In the two months since he was found guilty of using a webcam to spy on his roommate, Dharun Ravi has gone from being a symbol of anti-gay bias to being something of a folk hero, with rallies of his supporters urging the court to “Free Dharun.”

(...)

With Mr. Ravi set to be sentenced on Monday, many of them have argued against the jail sentence prosecutors have recommended. They say Mr. Ravi is being punished for the suicide of his roommate, Tyler Clementi, although he was not charged in it, and that pinning blame on him ignores the complicated social pressures that drive gay teenagers to kill themselves. As repugnant as his behavior was, they say, it was not the blatantly bigoted or threatening actions that typically define hate crimes. Some fear that a sentence that overreaches might provide tinder to anti-gay sentiment — a New Jersey talk radio host complained soon after the verdict of the “gay lobby” railroading Mr. Ravi.

(...)

In an op-ed article in The Star-Ledger of Newark this month, Jim McGreevey, who resigned as governor after declaring himself “a gay American,” argued that Mr.

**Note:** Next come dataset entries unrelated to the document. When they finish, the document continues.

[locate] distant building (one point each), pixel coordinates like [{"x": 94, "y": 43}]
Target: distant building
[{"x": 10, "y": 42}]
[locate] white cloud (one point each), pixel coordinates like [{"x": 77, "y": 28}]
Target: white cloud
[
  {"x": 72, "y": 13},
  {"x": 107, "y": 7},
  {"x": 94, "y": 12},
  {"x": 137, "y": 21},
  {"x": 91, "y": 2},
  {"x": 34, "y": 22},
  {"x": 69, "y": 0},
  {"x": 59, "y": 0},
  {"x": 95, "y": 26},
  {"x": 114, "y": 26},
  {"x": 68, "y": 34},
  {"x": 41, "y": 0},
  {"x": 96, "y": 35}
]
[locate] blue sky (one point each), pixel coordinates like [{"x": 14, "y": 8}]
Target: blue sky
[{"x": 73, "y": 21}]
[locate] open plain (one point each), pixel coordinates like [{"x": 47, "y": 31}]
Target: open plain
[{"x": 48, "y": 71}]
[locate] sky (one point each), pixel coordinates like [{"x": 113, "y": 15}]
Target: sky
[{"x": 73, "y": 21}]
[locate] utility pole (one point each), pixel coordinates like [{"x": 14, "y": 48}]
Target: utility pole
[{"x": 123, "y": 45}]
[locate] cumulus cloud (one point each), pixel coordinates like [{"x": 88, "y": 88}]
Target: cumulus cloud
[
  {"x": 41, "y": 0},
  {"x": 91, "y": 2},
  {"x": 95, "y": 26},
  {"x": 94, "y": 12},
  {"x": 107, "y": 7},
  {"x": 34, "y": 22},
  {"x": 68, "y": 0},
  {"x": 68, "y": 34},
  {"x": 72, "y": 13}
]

Ravi’s conviction “showed how far we have traveled from the hateful, homophobic past.”

(...)

Richard Kim, the executive editor of The Nation online, who wrote after Mr. Clementi’s suicide about his own experience growing up gay in New Jersey, said he was wary that expressing opposition to a prison sentence would make him appear to link hands with those who accuse gay men and lesbians of seeking “special treatment” with laws against bullying.

(...)

Dan Savage, a gay columnist whose video campaign, “It Gets Better,” began in response to other suicides of gay teenagers just before Mr. Clementi jumped to his death from the George Washington Bridge, argued that simply locking up Mr. Ravi was a lost opportunity to talk about the other institutions and people “complicit” in Mr. Clementi’s death.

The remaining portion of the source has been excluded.